In June 2019, ASPE’s Office of Disability, Aging and Long-Term Care Policy released a report, “Housing Options for Recovery For Individuals With Opioid Use Disorder: A Literature Review” that identifies gaps in the literature on housing models to support recovery from opioid use disorder (OUD) in individuals who experience homelessness or housing instability.
On December 12, 2018, the Office of Civil Rights (OCR) announced a request for information (RFI) on how the Health Insurance Portability and Accountability Act (HIPPA) privacy and security rules may impede the transformation to coordinated, value-based health care. Comments were due by February 11, 2019 (see NASDOH’s comment letter here).
The Office of Inspector General (OIG) requested for information from the public on how to address any regulatory provisions that may act as barriers to coordinated care in an attempt to accelerate transformation to a value-based system that included care coordination. The OIG is also reviewing Stark Act Safe Harbors, where appropriate, among social services and health care providers (e.g., providing a patient “something of value”, like transportation vouchers or food bank coupons).
AHRQ asked participants to develop an app that addresses the need for increased use of standardized patient-reported outcomes data in clinical care and research in an effort to bring the voice of the patient into care delivery and wellness processes.

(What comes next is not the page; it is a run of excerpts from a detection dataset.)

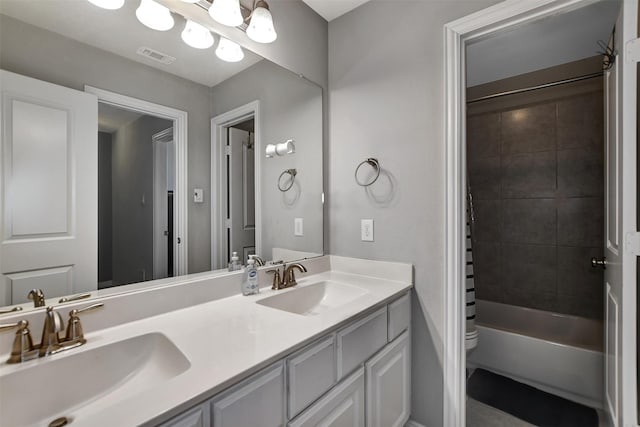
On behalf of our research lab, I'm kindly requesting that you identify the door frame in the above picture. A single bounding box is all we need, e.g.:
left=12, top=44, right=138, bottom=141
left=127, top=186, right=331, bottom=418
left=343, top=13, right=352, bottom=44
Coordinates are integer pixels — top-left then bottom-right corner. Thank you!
left=151, top=127, right=176, bottom=279
left=443, top=0, right=635, bottom=427
left=84, top=85, right=189, bottom=276
left=211, top=100, right=265, bottom=270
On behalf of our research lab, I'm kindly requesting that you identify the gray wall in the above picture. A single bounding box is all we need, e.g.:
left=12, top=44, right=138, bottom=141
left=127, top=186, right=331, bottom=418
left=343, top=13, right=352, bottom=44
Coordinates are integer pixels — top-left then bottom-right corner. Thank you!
left=467, top=79, right=604, bottom=320
left=211, top=61, right=323, bottom=259
left=98, top=132, right=113, bottom=282
left=0, top=15, right=211, bottom=273
left=328, top=0, right=496, bottom=427
left=111, top=116, right=172, bottom=285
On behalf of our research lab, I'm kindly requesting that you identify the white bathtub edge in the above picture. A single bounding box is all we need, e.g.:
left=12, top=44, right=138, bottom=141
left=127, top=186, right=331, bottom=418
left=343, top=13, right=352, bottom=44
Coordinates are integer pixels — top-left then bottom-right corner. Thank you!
left=467, top=326, right=604, bottom=409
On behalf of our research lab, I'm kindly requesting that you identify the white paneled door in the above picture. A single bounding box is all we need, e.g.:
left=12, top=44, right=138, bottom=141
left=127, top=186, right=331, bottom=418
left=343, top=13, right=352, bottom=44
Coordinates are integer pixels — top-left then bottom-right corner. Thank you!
left=0, top=70, right=98, bottom=306
left=604, top=0, right=640, bottom=427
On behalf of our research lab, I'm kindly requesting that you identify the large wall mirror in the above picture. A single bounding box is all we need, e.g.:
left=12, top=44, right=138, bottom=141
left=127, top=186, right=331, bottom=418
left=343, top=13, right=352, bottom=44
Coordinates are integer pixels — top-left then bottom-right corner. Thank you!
left=0, top=0, right=324, bottom=310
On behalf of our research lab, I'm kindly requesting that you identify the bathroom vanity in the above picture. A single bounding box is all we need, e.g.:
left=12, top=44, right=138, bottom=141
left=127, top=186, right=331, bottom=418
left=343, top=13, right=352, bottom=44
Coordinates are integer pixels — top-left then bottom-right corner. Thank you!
left=0, top=256, right=412, bottom=427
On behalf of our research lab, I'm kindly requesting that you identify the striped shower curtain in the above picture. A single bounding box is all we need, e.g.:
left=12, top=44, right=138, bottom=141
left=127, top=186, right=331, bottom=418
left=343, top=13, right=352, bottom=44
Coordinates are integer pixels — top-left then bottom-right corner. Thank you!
left=465, top=187, right=476, bottom=342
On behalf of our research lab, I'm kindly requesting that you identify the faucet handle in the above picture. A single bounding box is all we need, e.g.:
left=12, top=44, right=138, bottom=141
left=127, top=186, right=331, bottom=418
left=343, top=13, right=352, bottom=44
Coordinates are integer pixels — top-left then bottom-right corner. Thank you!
left=64, top=302, right=104, bottom=343
left=39, top=306, right=64, bottom=357
left=27, top=289, right=45, bottom=307
left=267, top=268, right=281, bottom=290
left=0, top=320, right=33, bottom=363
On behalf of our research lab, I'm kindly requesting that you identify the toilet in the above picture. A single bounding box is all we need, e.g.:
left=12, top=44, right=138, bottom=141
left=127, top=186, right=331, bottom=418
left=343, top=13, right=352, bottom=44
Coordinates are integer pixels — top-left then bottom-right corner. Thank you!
left=464, top=327, right=478, bottom=358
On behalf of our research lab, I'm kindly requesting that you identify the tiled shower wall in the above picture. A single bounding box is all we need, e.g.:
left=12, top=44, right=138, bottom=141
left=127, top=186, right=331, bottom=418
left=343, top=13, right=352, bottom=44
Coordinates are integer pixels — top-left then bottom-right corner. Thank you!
left=467, top=85, right=604, bottom=319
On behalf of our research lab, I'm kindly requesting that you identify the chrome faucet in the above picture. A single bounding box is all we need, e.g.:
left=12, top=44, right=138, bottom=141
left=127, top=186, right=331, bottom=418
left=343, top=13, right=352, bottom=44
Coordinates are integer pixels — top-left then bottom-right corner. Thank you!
left=267, top=262, right=307, bottom=290
left=249, top=255, right=265, bottom=267
left=27, top=289, right=45, bottom=307
left=0, top=302, right=104, bottom=363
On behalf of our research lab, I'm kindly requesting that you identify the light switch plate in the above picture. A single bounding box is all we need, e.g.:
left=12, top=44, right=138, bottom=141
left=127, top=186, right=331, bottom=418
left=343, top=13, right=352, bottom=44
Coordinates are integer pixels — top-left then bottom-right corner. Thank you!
left=293, top=218, right=304, bottom=236
left=193, top=188, right=204, bottom=203
left=360, top=219, right=373, bottom=242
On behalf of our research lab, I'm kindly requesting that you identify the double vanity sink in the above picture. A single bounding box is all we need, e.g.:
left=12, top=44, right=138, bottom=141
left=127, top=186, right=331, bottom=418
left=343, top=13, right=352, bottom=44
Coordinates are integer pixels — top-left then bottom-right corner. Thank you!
left=0, top=257, right=411, bottom=427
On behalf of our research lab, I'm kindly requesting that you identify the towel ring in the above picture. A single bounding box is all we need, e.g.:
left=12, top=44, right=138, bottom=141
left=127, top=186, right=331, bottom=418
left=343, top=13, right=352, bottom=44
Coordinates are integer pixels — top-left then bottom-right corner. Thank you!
left=278, top=169, right=298, bottom=193
left=353, top=157, right=381, bottom=187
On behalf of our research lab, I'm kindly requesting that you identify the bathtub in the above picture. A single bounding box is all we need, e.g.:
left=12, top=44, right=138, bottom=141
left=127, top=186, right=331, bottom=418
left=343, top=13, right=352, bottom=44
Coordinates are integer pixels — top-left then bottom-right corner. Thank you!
left=467, top=300, right=604, bottom=409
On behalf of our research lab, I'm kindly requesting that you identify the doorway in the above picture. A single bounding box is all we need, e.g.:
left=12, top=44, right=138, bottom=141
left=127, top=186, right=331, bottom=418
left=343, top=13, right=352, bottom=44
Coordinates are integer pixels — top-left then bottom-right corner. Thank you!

On March 7, 2019, the Agency for Healthcare Research and Quality (AHRQ) announced a “challenge competition” in which participants develop new online tools to present and encourage the use of free, publicly available SDOH data to better understand and foresee communities’ unmet health care needs. These visualization tools must utilize information from at least 3 or more free, publicly available data sources and must be developed and presented so AHRQ can apply them in at least 2 of the following ways:
The challenge includes two phases: In phase 1, participants submit concept abstracts and prototype designs of data visualization methods (due June 7, 2019). In phase 2, semifinalists will develop proofs-of-concept. Phase 1 winners are expected to be announced in July 2019 and begin phase 2.